Greenhouse Effect

The greenhouse effect is a process by which thermal radiation from a planetary surface is absorbed by atmospheric greenhouse gases, and is re-radiated in all directions. Since part of this re-radiation is back towards the surface and the lower atmosphere, it results in an elevation of the average surface temperature above what it would be in the absence of the gases.

Solar radiation at the frequencies of visible light largely passes through the atmosphere to warm the planetary surface, which then emits this energy at the lower frequencies of infrared thermal radiation. Infrared radiation is absorbed by greenhouse gases, which in turn re-radiate much of the energy to the surface and lower atmosphere. The mechanism is named after the effect of solar radiation passing through glass and warming a greenhouse, but the way it retains heat is fundamentally different as a greenhouse works by reducing airflow, isolating the warm air inside the structure so that heat is not lost by convection.
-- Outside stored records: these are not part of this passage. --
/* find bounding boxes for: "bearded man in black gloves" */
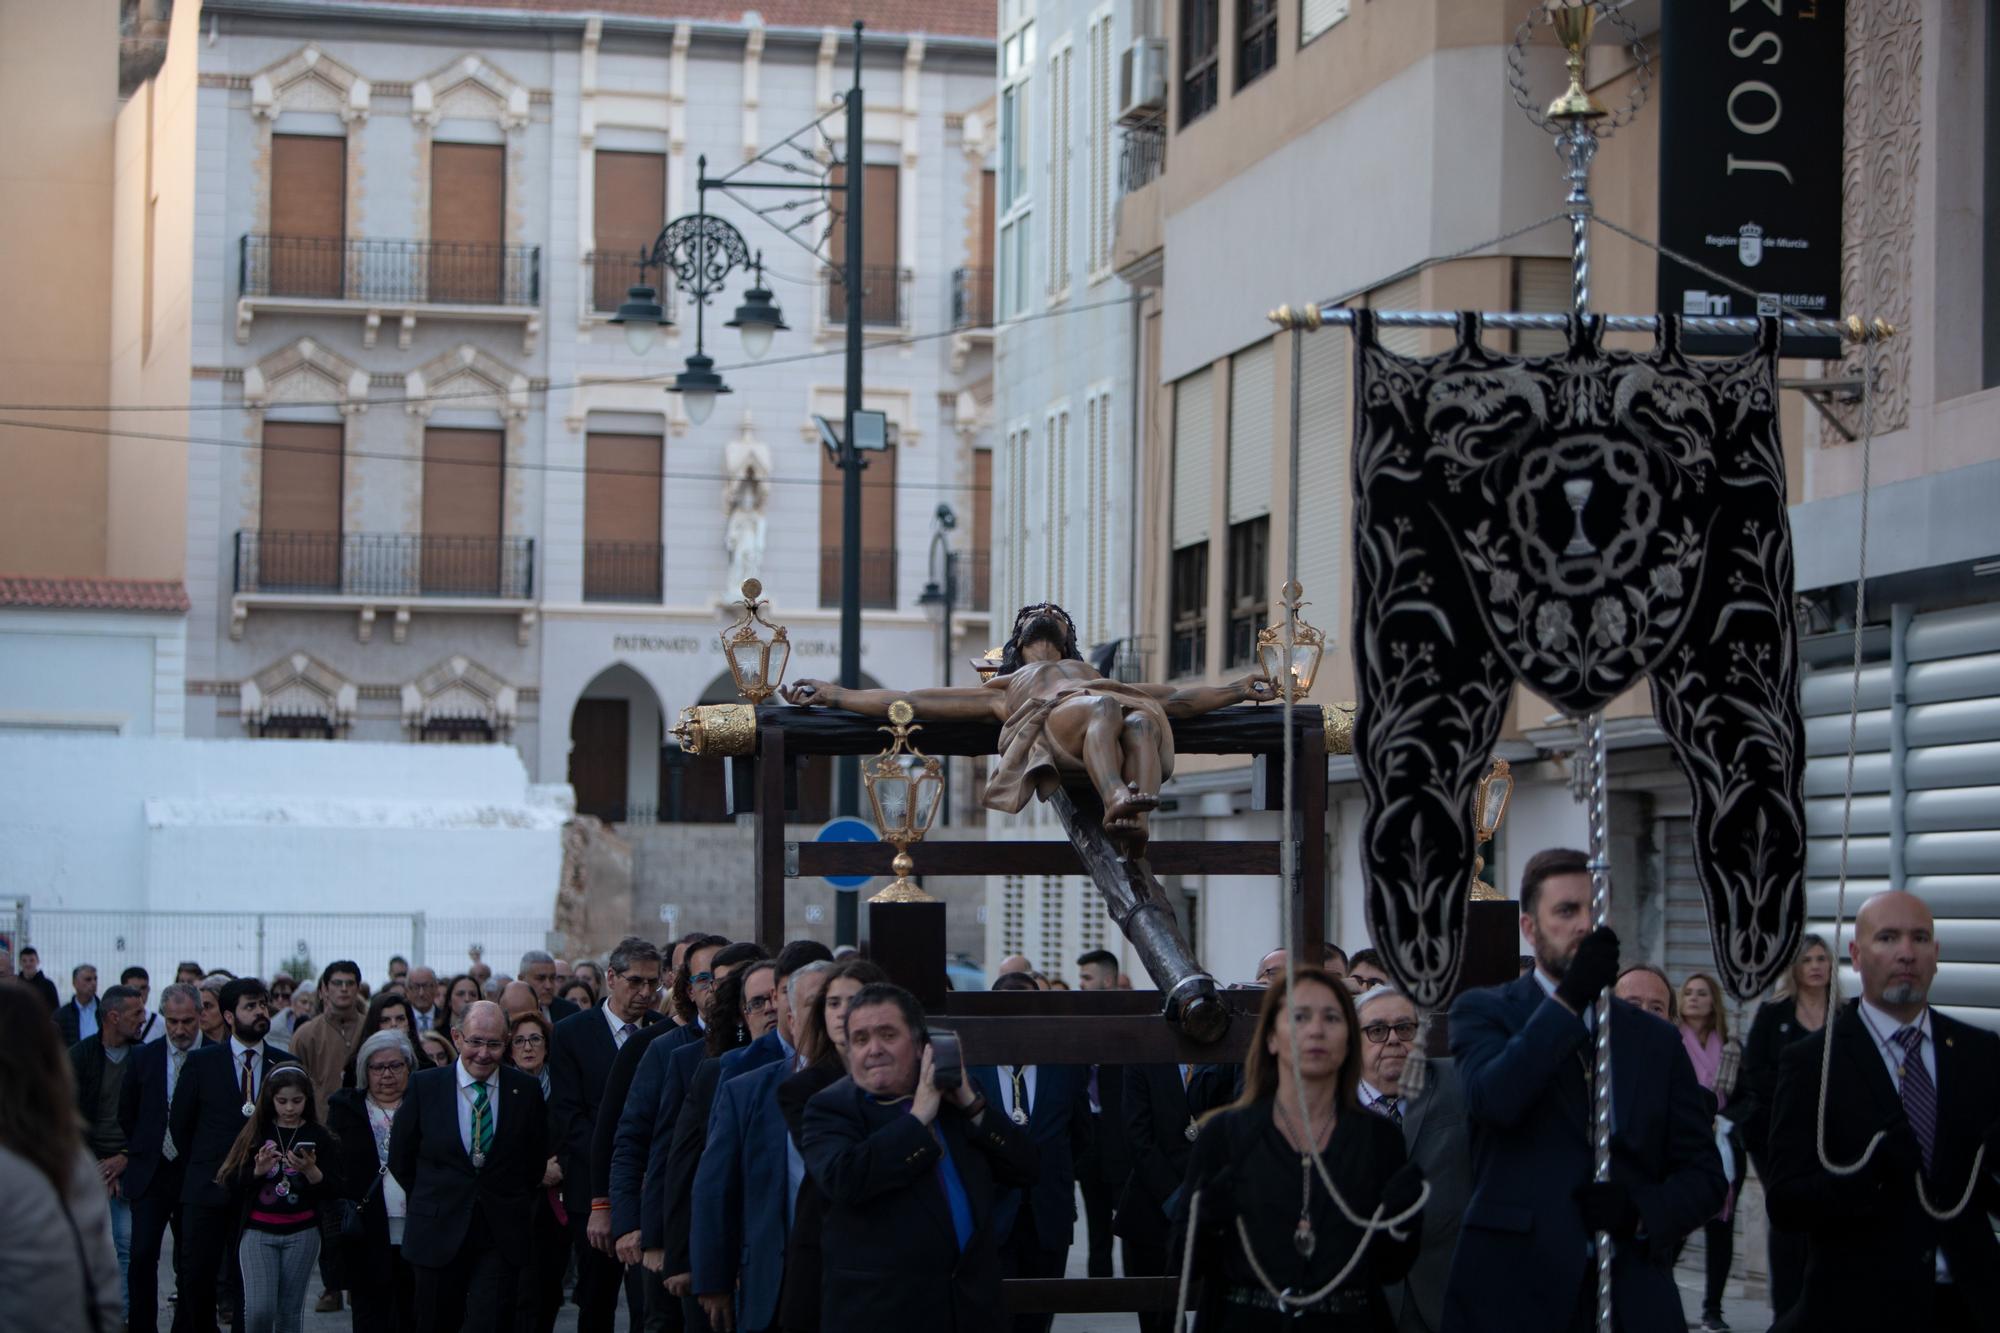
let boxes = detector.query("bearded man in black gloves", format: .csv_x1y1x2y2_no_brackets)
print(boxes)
1441,848,1724,1333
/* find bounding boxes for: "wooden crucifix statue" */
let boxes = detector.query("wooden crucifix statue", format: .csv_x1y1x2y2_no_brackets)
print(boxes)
782,602,1275,854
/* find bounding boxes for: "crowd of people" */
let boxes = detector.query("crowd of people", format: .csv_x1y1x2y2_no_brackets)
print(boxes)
1,845,1995,1333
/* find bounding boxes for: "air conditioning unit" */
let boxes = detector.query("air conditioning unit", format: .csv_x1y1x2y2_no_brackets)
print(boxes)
1118,38,1167,125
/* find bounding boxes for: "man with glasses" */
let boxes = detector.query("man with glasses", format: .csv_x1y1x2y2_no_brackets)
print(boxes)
1355,986,1470,1333
405,967,443,1032
519,949,579,1025
550,936,664,1333
266,974,299,1043
389,1001,546,1331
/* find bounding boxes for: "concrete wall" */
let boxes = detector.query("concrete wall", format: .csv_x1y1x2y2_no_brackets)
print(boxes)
0,608,187,737
0,734,569,920
0,0,117,575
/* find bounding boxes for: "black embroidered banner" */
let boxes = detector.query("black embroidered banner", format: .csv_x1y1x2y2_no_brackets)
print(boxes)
1350,314,1805,1005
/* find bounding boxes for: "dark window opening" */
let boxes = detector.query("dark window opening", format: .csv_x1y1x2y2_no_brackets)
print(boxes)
420,717,494,743
1226,516,1269,667
1171,542,1209,678
1238,0,1279,88
1180,0,1221,126
260,715,334,740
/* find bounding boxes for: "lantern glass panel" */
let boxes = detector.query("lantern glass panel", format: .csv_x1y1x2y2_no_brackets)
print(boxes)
1288,640,1322,693
913,767,944,833
730,638,766,693
870,772,913,835
1477,771,1514,833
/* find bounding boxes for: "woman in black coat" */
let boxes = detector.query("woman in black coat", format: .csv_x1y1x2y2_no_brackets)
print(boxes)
1170,968,1424,1333
326,1030,418,1333
776,959,884,1333
1735,932,1834,1324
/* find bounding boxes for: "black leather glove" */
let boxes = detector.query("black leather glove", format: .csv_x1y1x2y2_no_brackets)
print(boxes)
1555,926,1620,1014
1382,1161,1426,1219
1574,1180,1642,1239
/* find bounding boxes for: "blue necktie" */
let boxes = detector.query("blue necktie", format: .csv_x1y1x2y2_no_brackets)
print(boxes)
929,1123,975,1252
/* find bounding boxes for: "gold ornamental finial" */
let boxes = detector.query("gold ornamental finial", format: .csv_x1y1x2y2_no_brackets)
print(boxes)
1545,4,1606,123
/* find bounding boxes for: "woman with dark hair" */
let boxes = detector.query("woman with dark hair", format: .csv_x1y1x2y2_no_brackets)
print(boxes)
557,978,597,1012
775,958,886,1333
0,981,123,1329
1678,971,1742,1333
217,1065,337,1333
341,992,414,1088
1735,933,1834,1322
439,974,481,1034
505,1009,568,1333
327,1031,417,1333
1170,967,1423,1332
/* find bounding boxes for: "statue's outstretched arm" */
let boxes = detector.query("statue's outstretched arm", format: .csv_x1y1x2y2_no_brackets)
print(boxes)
781,679,1005,722
1150,672,1276,718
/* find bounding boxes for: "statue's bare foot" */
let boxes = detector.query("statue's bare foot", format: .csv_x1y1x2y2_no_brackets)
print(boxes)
1103,788,1159,828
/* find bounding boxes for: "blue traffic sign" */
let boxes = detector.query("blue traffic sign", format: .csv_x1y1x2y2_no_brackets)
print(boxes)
815,817,880,891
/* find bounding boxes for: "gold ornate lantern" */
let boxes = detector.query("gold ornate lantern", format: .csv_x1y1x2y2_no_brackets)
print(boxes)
720,578,790,704
1255,581,1327,701
863,700,946,903
669,702,757,757
1469,756,1514,900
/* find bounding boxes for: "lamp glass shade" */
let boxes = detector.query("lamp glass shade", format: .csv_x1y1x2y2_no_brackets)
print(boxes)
1256,633,1324,699
729,638,767,696
912,765,944,835
684,386,718,425
738,323,775,360
868,769,913,837
623,320,658,356
1474,762,1514,837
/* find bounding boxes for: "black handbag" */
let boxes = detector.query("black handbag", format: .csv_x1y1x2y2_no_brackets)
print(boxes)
333,1165,384,1241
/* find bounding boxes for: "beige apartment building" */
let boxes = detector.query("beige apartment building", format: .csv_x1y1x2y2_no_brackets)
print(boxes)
1110,0,2000,1023
0,0,191,737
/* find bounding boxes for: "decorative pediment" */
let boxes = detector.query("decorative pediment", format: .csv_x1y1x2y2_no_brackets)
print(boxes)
240,652,357,735
401,655,517,738
412,54,529,130
250,46,369,123
404,344,530,420
244,338,368,413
If an ideal thermally conductive blackbody was the same distance from the Sun as the Earth is, it would have a temperature of about 5.3 °C. However, since the Earth reflects about 30% of the incoming sunlight, the planet's effective temperature (the temperature of a blackbody that would emit the same amount of radiation) is about −18 °C, about 33°C below the actual surface temperature of about 14 °C. The mechanism that produces this difference between the actual surface temperature and the effective temperature is due to the atmosphere and is known as the greenhouse effect.

Earth’s natural greenhouse effect makes life as we know it possible. However, human activities, primarily the burning of fossil fuels and clearing of forests, have intensified the natural greenhouse effect, causing global warming.